Los tratamientos personalizados se consolidan en cáncer de mama

Hoy en día, aproximadamente la mitad de mujeres diagnosticadas de cáncer de mama deben recibir quimioterapia para tratar el tumor. Este porcentaje se puede reducir sensiblemente en un futuro con las herramientas de análisis genéticos que permiten distinguir los tumores menos agresivos y, por tanto, las pacientes que se pueden ahorrar el tratamiento. Esta es una de las novedades que se explicaron en la jornada “Disminuyendo los efectos secundarios de los tratamientos”, que organizó el pasado 17 de octubre la Unidad Funcional de Cáncer de Mama del Hospital Universitario de Bellvitge y del Instituto Catalán de Oncología.

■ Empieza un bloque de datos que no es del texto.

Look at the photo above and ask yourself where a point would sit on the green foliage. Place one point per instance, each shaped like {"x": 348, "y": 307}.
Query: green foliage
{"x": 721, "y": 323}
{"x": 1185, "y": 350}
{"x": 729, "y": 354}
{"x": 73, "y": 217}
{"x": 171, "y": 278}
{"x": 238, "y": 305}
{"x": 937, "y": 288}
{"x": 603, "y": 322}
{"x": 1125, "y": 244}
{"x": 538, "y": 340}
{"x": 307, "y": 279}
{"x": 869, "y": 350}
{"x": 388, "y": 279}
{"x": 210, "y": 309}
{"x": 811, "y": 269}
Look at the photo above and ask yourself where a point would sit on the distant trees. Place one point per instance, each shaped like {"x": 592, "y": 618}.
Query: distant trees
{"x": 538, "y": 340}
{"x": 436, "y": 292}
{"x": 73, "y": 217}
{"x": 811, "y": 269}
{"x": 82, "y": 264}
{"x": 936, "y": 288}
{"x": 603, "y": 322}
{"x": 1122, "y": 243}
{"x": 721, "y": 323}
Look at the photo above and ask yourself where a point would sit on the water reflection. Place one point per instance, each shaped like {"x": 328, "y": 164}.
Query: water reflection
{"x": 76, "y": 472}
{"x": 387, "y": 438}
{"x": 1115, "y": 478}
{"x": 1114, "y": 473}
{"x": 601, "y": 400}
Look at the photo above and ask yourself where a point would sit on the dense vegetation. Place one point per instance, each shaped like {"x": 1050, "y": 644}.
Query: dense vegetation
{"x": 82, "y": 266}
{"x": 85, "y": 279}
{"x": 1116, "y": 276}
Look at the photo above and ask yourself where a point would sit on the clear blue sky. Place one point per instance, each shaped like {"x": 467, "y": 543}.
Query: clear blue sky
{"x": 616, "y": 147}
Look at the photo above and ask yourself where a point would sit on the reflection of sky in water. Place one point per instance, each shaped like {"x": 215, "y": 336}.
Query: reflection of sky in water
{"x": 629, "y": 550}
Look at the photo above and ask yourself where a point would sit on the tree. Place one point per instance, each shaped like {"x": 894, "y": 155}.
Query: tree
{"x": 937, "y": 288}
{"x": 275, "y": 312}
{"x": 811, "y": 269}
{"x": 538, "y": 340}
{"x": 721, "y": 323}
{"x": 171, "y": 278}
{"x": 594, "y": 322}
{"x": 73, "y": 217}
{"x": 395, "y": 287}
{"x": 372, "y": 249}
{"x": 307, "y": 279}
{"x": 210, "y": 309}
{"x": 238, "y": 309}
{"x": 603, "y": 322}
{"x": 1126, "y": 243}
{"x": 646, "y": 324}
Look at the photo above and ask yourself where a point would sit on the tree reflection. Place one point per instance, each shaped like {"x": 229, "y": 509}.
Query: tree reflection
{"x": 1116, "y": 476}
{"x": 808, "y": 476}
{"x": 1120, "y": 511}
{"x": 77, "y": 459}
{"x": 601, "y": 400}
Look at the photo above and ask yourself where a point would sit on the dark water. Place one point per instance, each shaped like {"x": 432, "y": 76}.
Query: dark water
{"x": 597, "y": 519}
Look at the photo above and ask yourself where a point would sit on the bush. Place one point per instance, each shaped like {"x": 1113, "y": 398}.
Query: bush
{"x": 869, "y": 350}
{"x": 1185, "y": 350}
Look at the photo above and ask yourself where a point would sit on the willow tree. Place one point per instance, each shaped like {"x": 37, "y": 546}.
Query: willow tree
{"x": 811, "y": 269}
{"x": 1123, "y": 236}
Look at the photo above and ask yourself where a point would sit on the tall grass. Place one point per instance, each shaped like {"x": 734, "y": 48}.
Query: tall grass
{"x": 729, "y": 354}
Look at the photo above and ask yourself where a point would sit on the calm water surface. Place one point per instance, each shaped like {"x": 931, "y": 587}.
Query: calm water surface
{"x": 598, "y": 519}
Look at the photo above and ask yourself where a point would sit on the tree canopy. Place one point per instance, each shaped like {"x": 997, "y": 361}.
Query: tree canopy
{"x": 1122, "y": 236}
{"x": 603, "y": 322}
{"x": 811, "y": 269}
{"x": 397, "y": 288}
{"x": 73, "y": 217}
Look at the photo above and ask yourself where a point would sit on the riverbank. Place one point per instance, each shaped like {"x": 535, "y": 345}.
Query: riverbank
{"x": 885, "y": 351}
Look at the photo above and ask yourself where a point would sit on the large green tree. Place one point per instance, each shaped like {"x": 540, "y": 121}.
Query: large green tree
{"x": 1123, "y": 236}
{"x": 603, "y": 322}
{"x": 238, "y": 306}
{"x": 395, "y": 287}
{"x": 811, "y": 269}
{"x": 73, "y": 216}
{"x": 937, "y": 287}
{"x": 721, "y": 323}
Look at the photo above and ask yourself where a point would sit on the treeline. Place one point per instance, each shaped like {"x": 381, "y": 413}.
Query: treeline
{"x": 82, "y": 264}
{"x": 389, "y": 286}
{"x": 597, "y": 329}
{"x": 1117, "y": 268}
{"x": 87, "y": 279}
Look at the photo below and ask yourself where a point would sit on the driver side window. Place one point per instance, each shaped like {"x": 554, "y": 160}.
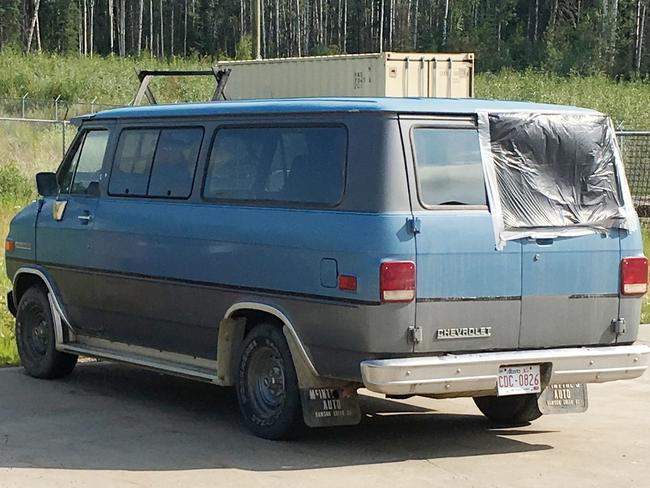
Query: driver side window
{"x": 85, "y": 165}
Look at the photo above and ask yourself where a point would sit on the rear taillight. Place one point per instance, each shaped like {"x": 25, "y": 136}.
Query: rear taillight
{"x": 634, "y": 276}
{"x": 397, "y": 281}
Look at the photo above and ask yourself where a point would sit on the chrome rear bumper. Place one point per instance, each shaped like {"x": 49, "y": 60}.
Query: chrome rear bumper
{"x": 467, "y": 374}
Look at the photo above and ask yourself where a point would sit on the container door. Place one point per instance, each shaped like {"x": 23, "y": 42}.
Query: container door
{"x": 570, "y": 290}
{"x": 468, "y": 293}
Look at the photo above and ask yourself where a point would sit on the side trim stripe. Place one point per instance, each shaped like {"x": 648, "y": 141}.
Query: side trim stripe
{"x": 467, "y": 299}
{"x": 266, "y": 291}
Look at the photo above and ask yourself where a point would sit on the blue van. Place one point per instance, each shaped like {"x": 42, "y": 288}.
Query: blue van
{"x": 302, "y": 249}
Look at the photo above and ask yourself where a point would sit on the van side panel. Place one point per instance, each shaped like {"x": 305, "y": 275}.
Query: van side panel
{"x": 165, "y": 272}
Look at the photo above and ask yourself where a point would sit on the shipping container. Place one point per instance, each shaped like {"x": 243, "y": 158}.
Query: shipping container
{"x": 366, "y": 75}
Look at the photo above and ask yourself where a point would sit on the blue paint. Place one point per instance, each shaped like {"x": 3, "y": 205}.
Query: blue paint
{"x": 322, "y": 105}
{"x": 457, "y": 257}
{"x": 162, "y": 238}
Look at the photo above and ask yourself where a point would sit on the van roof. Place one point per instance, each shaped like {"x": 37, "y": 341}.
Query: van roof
{"x": 327, "y": 104}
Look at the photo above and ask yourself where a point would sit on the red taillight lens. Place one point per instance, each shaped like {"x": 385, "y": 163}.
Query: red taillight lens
{"x": 348, "y": 283}
{"x": 397, "y": 281}
{"x": 634, "y": 276}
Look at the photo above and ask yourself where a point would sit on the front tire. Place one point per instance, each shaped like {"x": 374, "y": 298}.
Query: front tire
{"x": 267, "y": 386}
{"x": 36, "y": 339}
{"x": 509, "y": 410}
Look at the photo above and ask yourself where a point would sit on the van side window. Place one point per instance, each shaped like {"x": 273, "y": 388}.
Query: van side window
{"x": 173, "y": 167}
{"x": 278, "y": 164}
{"x": 448, "y": 166}
{"x": 155, "y": 162}
{"x": 85, "y": 166}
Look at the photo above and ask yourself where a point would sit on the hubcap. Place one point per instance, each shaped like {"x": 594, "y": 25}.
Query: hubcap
{"x": 266, "y": 382}
{"x": 36, "y": 332}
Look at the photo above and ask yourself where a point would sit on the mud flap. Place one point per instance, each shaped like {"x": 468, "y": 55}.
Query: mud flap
{"x": 563, "y": 398}
{"x": 325, "y": 402}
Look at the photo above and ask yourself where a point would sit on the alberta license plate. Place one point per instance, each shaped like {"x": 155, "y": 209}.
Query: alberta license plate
{"x": 518, "y": 380}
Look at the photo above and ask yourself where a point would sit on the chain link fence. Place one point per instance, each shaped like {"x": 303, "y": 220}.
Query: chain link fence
{"x": 635, "y": 145}
{"x": 635, "y": 148}
{"x": 42, "y": 109}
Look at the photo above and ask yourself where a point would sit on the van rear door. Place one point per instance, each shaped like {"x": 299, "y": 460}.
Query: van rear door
{"x": 570, "y": 290}
{"x": 468, "y": 292}
{"x": 560, "y": 194}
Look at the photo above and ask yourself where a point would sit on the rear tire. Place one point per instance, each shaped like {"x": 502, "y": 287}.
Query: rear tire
{"x": 267, "y": 386}
{"x": 509, "y": 410}
{"x": 36, "y": 339}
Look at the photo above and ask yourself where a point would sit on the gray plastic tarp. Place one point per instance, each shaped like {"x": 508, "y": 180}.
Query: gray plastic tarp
{"x": 552, "y": 174}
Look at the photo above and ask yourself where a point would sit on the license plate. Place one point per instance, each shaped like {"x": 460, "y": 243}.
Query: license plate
{"x": 563, "y": 398}
{"x": 518, "y": 380}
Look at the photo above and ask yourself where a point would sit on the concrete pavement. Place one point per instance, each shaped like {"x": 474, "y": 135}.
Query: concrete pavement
{"x": 114, "y": 425}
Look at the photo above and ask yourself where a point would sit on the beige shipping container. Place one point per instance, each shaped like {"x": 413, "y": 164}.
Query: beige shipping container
{"x": 365, "y": 75}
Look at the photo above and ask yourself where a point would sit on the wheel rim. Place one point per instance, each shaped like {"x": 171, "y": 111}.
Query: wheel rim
{"x": 35, "y": 332}
{"x": 266, "y": 382}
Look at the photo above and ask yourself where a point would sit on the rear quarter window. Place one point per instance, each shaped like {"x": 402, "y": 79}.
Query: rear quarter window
{"x": 448, "y": 166}
{"x": 297, "y": 165}
{"x": 156, "y": 162}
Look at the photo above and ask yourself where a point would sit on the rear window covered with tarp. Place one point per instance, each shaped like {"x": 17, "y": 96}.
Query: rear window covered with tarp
{"x": 555, "y": 170}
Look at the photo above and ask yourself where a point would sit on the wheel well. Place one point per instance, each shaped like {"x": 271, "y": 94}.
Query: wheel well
{"x": 254, "y": 317}
{"x": 24, "y": 282}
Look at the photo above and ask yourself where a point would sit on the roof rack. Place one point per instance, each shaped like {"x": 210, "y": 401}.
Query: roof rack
{"x": 145, "y": 76}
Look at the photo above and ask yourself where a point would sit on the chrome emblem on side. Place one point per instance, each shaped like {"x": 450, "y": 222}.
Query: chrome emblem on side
{"x": 464, "y": 333}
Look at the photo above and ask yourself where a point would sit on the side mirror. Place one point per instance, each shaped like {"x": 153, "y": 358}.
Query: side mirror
{"x": 47, "y": 185}
{"x": 93, "y": 188}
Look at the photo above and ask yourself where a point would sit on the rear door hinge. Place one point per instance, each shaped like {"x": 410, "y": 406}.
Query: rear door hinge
{"x": 618, "y": 326}
{"x": 414, "y": 225}
{"x": 414, "y": 334}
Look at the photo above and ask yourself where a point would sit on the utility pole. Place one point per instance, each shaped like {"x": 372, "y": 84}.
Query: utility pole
{"x": 258, "y": 29}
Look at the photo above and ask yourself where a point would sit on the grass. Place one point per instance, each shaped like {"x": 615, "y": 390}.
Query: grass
{"x": 624, "y": 101}
{"x": 112, "y": 81}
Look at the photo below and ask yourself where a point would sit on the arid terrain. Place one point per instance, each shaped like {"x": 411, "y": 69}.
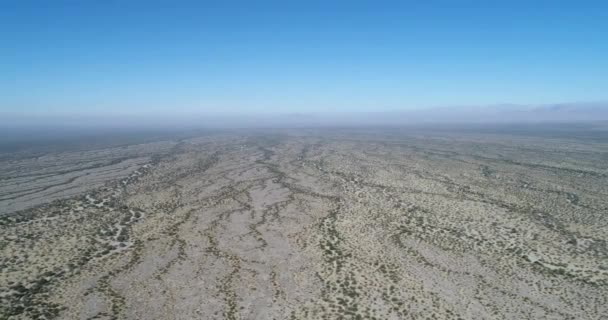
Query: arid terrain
{"x": 309, "y": 224}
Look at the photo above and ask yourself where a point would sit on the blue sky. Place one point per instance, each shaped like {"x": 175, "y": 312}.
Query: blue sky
{"x": 129, "y": 57}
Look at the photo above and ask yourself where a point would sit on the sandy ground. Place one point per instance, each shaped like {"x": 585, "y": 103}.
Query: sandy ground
{"x": 309, "y": 224}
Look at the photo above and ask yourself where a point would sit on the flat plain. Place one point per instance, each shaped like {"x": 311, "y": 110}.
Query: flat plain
{"x": 310, "y": 224}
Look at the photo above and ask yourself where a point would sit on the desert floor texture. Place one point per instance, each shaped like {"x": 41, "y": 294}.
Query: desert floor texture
{"x": 309, "y": 224}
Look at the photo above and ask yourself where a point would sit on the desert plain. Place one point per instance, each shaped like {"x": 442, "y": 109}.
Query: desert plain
{"x": 309, "y": 224}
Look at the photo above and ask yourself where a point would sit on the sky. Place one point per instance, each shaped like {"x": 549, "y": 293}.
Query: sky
{"x": 295, "y": 57}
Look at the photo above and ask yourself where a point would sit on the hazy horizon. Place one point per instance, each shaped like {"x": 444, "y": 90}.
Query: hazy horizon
{"x": 102, "y": 60}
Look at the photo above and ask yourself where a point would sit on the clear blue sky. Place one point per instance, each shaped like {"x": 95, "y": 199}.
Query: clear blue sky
{"x": 90, "y": 57}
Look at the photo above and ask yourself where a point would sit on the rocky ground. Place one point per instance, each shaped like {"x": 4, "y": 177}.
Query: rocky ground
{"x": 309, "y": 224}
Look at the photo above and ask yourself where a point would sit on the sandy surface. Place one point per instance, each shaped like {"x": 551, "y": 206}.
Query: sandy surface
{"x": 328, "y": 224}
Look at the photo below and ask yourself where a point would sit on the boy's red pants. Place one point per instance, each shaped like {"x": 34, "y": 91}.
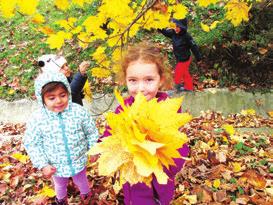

Esta es la Unidad más antigua del Estado y la que tiene un mayor volumen de pacientes de Cataluña.
 
El acto sirvió para conmemorar el Día Mundial Contra el Cáncer de Mama, que se celebró el 19 de octubre. Durante la jornada, que reunió pacientes y familiares en el ICO L’Hospitalet, se revisaron los efectos secundarios de los tratamientos de quimioterapia y radioterapia, las herramientas de que disponen los pacientes para minimizarlos, y las nuevas técnicas que favorecen la personalización de las terapias.
 
La decisión de que una paciente se someta o no a quimioterapia se toma en función de variables clínicas, tales como el tamaño del tumor o la presencia de células tumorales en los ganglios axilares. Diferentes estudios indican sin embargo, que en muchos casos la quimioterapia no aporta un beneficio añadido y bastaría con cirugía, hormonoterapia y radioterapia. De cada 100 pacientes con tumores de 2 centímetros o más pequeños, receptores hormonales positivos y ganglios axilares limpios, 85 se podrían ahorrar. Del resto, 7 u 8 igualmente no superarán la enfermedad, y las otras 7 u 8 sí se salvan gracias a este tratamiento.
 
Las plataformas de genes son herramientas que analizan diferentes genes implicados en la progresión de la enfermedad y ayudan a identificar si un tumor es de alto riesgo y si responderá o no a la quimioterapia. Esta herramienta se utiliza en mujeres con tumores de entre 1 y 3 centímetros, que no tengan afectados los ganglios axilares y que respondan a tratamientos hormonales (es decir, que se pueden tratar con antiestrógenos). Un estudio elaborado por la Unidad Funcional indica que el 44% de estas pacientes se han podido ahorrar la quimioterapia con la reducción de efectos secundarios, bajas laborales, desplazamientos y coste del tratamiento con citostáticos que ello supone.
 
Los buenos resultados hacen que se estudie ampliar los análisis genéticos también a pacientes que sí tengan los ganglios afectados, ya que en algunos casos también se podrían ahorrar el tratamiento de quimioterapia.